Il s'agit de prendre la mesure de cette situation financière extrêmement dégradée mais aussi de donner à notre politique la plus grande vitalité possible. Les difficultés budgétaires n'affaibliront pas notre ambition. Je souhaite que tous nos partenaires puissent se mobiliser : les élus, le ministère, les établissements publics...

Je dois rappeler aussi l'impact économique des investissements de l'État en matière culturelle, comme l'a fait le Président de la République lors de son déplacement en Avignon : la culture est aussi un investissement qui permet à des territoires d'être plus attractifs « économiquement », de générer des « emplois » et de « donner une image de compétitivité pour notre pays », d'autant que les enjeux auxquels ce ministère est confronté n'ont pas qu'une dimension budgétaire.

La culture, en tant que bien particulier, ne relève pas uniquement des logiques de marché.

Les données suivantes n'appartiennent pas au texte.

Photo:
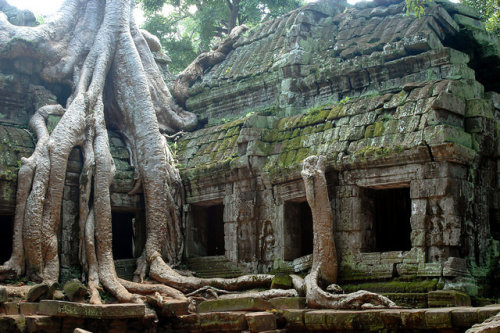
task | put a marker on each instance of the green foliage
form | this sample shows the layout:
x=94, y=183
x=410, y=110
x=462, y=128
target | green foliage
x=489, y=10
x=416, y=7
x=490, y=13
x=195, y=26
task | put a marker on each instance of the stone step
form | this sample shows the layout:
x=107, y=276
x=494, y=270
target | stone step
x=81, y=310
x=452, y=319
x=234, y=304
x=213, y=267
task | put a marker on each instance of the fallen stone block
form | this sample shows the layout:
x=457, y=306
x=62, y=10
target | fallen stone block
x=3, y=295
x=464, y=317
x=12, y=324
x=438, y=318
x=391, y=319
x=370, y=320
x=28, y=308
x=75, y=290
x=36, y=292
x=295, y=319
x=260, y=321
x=222, y=321
x=235, y=304
x=413, y=319
x=10, y=308
x=447, y=298
x=78, y=310
x=288, y=302
x=281, y=282
x=36, y=323
x=174, y=308
x=487, y=311
x=79, y=330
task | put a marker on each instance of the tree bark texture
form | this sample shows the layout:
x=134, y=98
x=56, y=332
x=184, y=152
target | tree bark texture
x=95, y=47
x=325, y=265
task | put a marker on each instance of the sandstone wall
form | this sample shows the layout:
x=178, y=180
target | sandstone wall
x=391, y=100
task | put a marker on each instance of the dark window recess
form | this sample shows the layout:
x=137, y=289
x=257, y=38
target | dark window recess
x=495, y=223
x=391, y=219
x=7, y=227
x=208, y=230
x=298, y=230
x=123, y=235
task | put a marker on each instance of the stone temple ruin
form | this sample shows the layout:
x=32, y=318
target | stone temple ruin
x=406, y=111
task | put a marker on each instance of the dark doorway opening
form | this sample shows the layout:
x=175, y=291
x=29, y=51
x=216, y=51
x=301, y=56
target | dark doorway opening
x=298, y=230
x=123, y=235
x=7, y=227
x=391, y=219
x=208, y=230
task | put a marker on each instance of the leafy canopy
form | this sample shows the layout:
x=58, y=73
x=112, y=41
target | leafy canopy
x=489, y=10
x=189, y=27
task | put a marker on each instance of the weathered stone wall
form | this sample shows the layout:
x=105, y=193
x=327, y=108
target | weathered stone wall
x=18, y=100
x=392, y=102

Nous devons à ce titre défendre l'exception culturelle française au niveau européen, ce qui permet de forger un contenu culturel à la construction européenne. La notion de culture doit être au coeur de la citoyenneté, surtout dans une période de crise, pour permettre justement à tous les citoyens de retrouver une fierté d'eux-mêmes.

En conformité avec l'action du Président de la République, je souhaite donc que le ministère considère comme sa première mission la recherche de l'égal accès de tous à la culture. Ce grand principe ne saurait être distinct de la question de la production d'oeuvres artistiques. Je m'attacherai donc à mener une politique en faveur de toutes les créations.

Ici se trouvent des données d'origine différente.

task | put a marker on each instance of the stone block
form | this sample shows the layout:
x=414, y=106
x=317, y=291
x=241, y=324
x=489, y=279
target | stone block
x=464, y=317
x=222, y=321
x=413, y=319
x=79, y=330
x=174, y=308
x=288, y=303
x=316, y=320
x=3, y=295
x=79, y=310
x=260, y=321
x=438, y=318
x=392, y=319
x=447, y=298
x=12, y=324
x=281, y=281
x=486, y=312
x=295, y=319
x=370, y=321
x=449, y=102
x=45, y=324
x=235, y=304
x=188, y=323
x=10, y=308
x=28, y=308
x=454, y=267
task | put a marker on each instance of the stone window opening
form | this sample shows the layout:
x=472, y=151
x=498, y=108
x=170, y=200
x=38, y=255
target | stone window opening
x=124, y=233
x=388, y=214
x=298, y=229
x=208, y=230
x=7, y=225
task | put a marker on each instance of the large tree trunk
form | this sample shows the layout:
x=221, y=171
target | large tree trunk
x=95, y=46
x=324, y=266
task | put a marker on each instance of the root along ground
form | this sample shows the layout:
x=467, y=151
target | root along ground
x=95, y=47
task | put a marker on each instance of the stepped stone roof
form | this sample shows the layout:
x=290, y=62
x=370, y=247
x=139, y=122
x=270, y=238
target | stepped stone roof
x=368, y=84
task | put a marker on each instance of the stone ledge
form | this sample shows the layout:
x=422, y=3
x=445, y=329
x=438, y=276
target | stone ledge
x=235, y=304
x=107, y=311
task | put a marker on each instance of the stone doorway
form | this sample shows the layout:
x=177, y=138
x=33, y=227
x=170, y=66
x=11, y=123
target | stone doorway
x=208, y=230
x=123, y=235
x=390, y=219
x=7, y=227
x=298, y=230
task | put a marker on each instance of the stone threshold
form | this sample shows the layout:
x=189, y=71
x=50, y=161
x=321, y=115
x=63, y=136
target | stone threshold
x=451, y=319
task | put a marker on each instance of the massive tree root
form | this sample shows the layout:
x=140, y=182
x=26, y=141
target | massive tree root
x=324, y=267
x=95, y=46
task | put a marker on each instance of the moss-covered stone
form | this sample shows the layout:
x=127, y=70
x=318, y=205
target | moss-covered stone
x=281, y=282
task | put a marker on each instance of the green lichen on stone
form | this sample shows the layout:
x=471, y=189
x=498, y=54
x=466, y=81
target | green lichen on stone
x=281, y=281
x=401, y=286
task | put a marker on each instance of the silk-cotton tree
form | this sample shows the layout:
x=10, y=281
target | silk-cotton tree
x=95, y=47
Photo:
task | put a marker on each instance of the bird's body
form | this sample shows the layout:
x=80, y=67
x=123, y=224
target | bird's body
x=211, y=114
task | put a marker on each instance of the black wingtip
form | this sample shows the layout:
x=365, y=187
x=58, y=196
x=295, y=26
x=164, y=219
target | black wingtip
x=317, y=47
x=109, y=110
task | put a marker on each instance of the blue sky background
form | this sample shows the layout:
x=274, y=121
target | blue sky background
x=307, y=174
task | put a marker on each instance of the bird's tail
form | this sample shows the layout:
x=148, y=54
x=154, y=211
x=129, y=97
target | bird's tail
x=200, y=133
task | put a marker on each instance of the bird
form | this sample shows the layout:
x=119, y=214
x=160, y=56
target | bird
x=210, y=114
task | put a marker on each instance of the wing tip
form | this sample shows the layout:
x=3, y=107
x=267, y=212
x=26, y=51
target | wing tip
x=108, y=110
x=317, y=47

Défendre la diversité culturelle en France, en Europe et dans le monde est un devoir aussi impérieux que celui de garantir la liberté de la presse et de l'audiovisuel public, diversité et liberté étant intimement liées.

Le ministère de la culture et de la communication se doit de prendre soin du territoire national, les Outre-mer inclus, bien sûr, qu'il entend revitaliser par ses politiques d'aide au spectacle vivant, à la création, à la valorisation du patrimoine, mais aussi en renforçant les liens avec les collectivités territoriales dans le cadre de la décentralisation culturelle.

Aucun de nos territoires - ruraux comme urbains - ne doit être délaissé. Cette revitalisation va de pair avec la volonté de redonner du sens aux politiques publiques à l'ère du numérique.

Il faudra enfin redonner toute sa place à la diplomatie culturelle et contribuer à étendre l'influence de la France en matière culturelle à l'étranger.

Trois chantiers vont concentrer les efforts du ministère, tout d'abord l'éducation artistique et culturelle qui doit trouver une vraie place dans notre société, pour donner une assise à notre politique. Cet acte citoyen permet de renouer avec le lien historique qui existe entre art et culture d'une part, et éducation populaire d'autre part.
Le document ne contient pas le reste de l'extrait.